[MUD-Dev] Re: WIRED: Kilers have more fun
Nathan F Yospe
yospe at hawaii.edu
Thu Jul 9 14:06:30 CEST 1998
On Thu, 9 Jul 1998 CJones at aagis.com wrote:
:Now, the players will have some degree of control over an area. There
:aren't any real boundaries unless I enforce "zones" or "realms" which,
:for me, are convenient mechanisms to make sure that objects stay in
:the correct scenario. I assume that for the players to take their
:roles and responsibilities seriously, they'll have to command their
:"tools for enforcement", the henchmen NPCs and PCs, to police the area,
:collect taxes, etc. The players decide the policies, and with
:appropriate scripting, the NPCs can carry them out ("Aye, lad. Abide
:by the laws and us'll be friends.").
:As the stories and rumors get passed from town to town, other players
:will hear about what happened and challenge Bubba and crew in the
:same way Boffo was challenged. The MUD can regenerate Boffo as
:Boffo, jr., and let him try to recapture the tower with a small
:army of henchmen (I hope this would be an automatic process).
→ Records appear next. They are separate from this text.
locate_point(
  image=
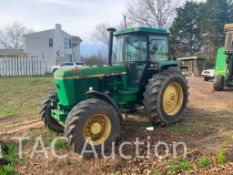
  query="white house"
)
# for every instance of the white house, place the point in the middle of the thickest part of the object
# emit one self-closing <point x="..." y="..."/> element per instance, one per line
<point x="54" y="45"/>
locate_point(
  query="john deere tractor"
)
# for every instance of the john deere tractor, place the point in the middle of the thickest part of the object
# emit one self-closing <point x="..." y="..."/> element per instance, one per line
<point x="224" y="62"/>
<point x="89" y="102"/>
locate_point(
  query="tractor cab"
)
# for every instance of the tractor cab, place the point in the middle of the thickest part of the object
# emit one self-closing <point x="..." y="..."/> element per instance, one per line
<point x="141" y="48"/>
<point x="224" y="62"/>
<point x="229" y="49"/>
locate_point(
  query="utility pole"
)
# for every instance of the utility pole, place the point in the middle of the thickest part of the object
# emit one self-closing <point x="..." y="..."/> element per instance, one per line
<point x="125" y="22"/>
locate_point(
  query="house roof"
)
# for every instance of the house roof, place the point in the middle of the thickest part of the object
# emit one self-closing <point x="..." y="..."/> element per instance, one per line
<point x="141" y="29"/>
<point x="10" y="52"/>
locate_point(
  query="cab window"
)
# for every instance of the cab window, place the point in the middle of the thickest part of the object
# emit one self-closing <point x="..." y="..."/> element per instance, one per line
<point x="159" y="48"/>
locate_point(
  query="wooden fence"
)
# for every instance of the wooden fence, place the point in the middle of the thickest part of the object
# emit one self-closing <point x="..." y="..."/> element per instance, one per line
<point x="22" y="67"/>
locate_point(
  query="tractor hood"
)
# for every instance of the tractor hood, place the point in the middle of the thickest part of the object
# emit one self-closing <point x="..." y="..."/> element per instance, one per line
<point x="90" y="72"/>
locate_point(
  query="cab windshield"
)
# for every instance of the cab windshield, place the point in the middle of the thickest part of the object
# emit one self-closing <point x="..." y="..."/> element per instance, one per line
<point x="131" y="48"/>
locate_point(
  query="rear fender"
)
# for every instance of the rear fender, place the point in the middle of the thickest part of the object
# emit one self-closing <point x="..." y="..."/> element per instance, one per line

:Upside: The game starts to develop its own systems of tyrannical player
:rulers, an atmosphere of achivement and competition for less powerful
:players striving to rule, and laws can begin to be enforced.
:Downside: I would have to ensure that I have a small army of programmers
:ready to write the scripts or code to make things happen. Bubba decides
:that he wants to fortify the tower, so he builds a keep around it. He
:then adds traps, etc. This is definitely not something for a compiled
:MUD. :-) Assassins, invisible killers, and others of that ilk will have
:an easier time taking a tower than Bubba the buffed fighter-type.
:Similar idea, different execution: why not have player or scripted NPC
:barbarian horde leaders, with small armies of henchment? That would
:really shake up small town life. :-)
This doesn't actually have to be online... and the mud *can* be compiled. I
*know* I'm the only person here who doesn't have a programming language, as
opposed to a building framework, for reasons that come down to "programming
languages are too unsophisticated for my needs", but... well, think of this
as a case of definition. A programming language needs to be able to define,
among other things, the state of the world. That's unacceptable. There's no
way a programming language can work around this and still be usable, unless
it is, essentially, an interface definition kit. That's what I have, and as
it ended up being too unweildy to program with... I redesigned it as a tool
that can eventually be set up with a GUI and a set of parameters... and the
effective result of filling out a form, and assembling smaller things. With
this in mind... if I were to say that this is quite the approach I hope for
in time, when I'm running the mud on a public machine? Well... the point is
this: Complex behaviors being evaluated by the mud are a drain, and there's
no need to keep eight *large* neural nets running at the same time just for
a single NPC... when that NPC, and a few hundred more like it, can run from
a remote computer and interface just like a standard client, only without a
text or graphical interface... in other words, STORE THE AIS ELSEWHERE! The
critters from Creatures, which I believe Ling just mentioned, show what the
potential of a neural net based AI can be. (No, I don't do the "chemicals",
at least not in the AI. I do have instincts and such running on *both* NPCs
and PCs, though, which amount to chemicals, in terms of effective weighting
of input data... and the neuron count for a *normal* client is currently at
about 12,000... the NPC would be even worse. I don't want that on the mud's
host machine. Put the clients on remote machines... any remote machine... a
PC here, a university account there... give PCs incentives to install these
NPC executables and run them... and I end up with a lot more capability for
simulated NPC inteligence. Add to that the tokenization of language... with
the fact that the NPC can eventually learn to talk to PCs... and perhaps in
time some of them will pass Turing tests.
--
Nathan F. Yospe - Aimed High, Crashed Hard, In the Hanger, Back Flying Soon
Jr Software Engineer, Textron Systems Division (On loan to Rocketdyne Tech)
(Temporarily on Hold) Student, University of Hawaii at Manoa, Physics Dept.